Keywords

1 Introduction

Electroencephalogram (EEG) signals contain important information about human conditions, and brain-computer interface (BCI) systems with EEG are currently widely used for normal interaction between people with related disabilities through external devices [3], as well as brainprint identification [7]. For these purposes, using computers to decode EEG into understandable language becomes one of the research focuses of BCI technology.

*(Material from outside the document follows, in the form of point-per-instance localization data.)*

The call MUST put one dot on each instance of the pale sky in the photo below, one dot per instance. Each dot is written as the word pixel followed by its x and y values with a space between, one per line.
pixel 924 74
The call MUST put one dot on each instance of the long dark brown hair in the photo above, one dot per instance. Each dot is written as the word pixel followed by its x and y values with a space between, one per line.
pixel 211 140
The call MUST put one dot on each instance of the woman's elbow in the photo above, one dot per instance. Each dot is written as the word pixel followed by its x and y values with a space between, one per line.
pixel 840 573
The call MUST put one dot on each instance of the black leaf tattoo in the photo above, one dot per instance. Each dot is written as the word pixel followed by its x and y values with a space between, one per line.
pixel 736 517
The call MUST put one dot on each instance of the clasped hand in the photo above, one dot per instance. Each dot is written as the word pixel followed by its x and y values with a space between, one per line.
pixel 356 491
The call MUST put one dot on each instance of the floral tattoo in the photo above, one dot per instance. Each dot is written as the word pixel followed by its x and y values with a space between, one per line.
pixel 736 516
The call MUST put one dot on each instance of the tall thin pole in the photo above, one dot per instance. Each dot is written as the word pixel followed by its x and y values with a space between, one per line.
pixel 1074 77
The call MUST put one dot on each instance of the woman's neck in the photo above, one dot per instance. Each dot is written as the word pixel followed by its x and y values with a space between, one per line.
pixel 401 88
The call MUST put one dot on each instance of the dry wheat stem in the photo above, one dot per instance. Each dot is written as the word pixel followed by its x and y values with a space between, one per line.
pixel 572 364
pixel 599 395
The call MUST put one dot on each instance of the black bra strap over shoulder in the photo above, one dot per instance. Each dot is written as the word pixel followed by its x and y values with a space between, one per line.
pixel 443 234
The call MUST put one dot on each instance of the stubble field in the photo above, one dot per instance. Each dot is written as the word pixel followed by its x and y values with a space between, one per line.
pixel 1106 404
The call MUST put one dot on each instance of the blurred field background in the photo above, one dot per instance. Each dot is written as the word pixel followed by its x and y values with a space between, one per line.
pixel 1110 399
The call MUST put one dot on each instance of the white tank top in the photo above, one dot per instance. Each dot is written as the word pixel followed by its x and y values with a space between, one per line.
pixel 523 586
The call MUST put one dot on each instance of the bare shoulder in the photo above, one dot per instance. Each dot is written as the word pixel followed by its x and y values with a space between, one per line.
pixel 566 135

Motor imagery (MI) refers to imagining an action in the brain but not actually executing it [14], which is different from the EEG signals generated during actual actions [16], and has a wide range of application scenarios. In the field of healthcare, it can be used for the rehabilitation process of patients with paralysis and stroke [11], and can also help patients with motor disorders communicate with the outside world through BCI devices [10], such as mobile assisted robots [5].

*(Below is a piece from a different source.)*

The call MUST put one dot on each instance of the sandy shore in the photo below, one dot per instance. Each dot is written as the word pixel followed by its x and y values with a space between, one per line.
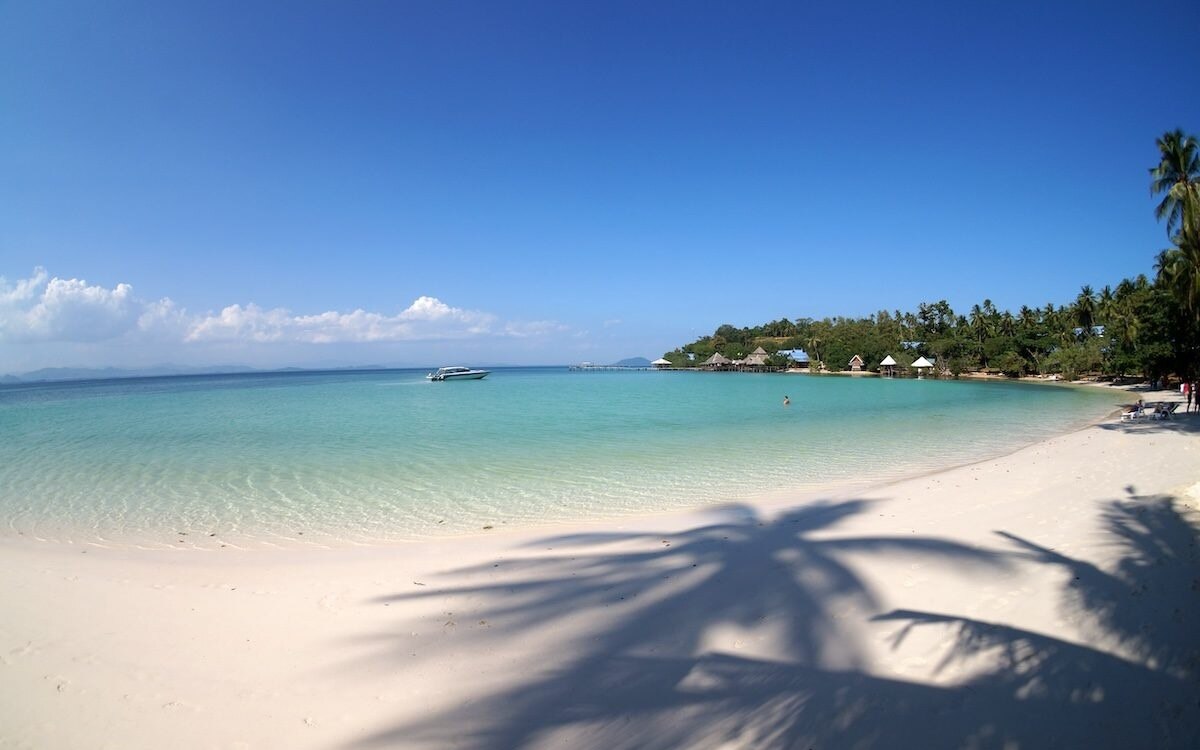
pixel 1045 599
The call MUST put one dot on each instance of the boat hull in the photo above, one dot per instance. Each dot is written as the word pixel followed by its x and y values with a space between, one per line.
pixel 457 373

EEG signals have relatively low signal to noise ratio and large individual differences [25], and the current research results are not sufficient to achieve a satisfactory level of application. The ultimate goal of EEG signal recognition should be robust, automatic, and with high-precision [1]. In traditional methods, the processing of MI-EEG signals is usually composed of three steps: signal preprocessing, feature extraction, and classification [2]. Traditional feature extraction methods such as common spatial pattern can be used to construct optimal spatial filters. And Principal Component Analysis can be used for data preprocessing which can extract more effective features [24]. However, they are often difficult to meet the actual needs, and often need manual debugging.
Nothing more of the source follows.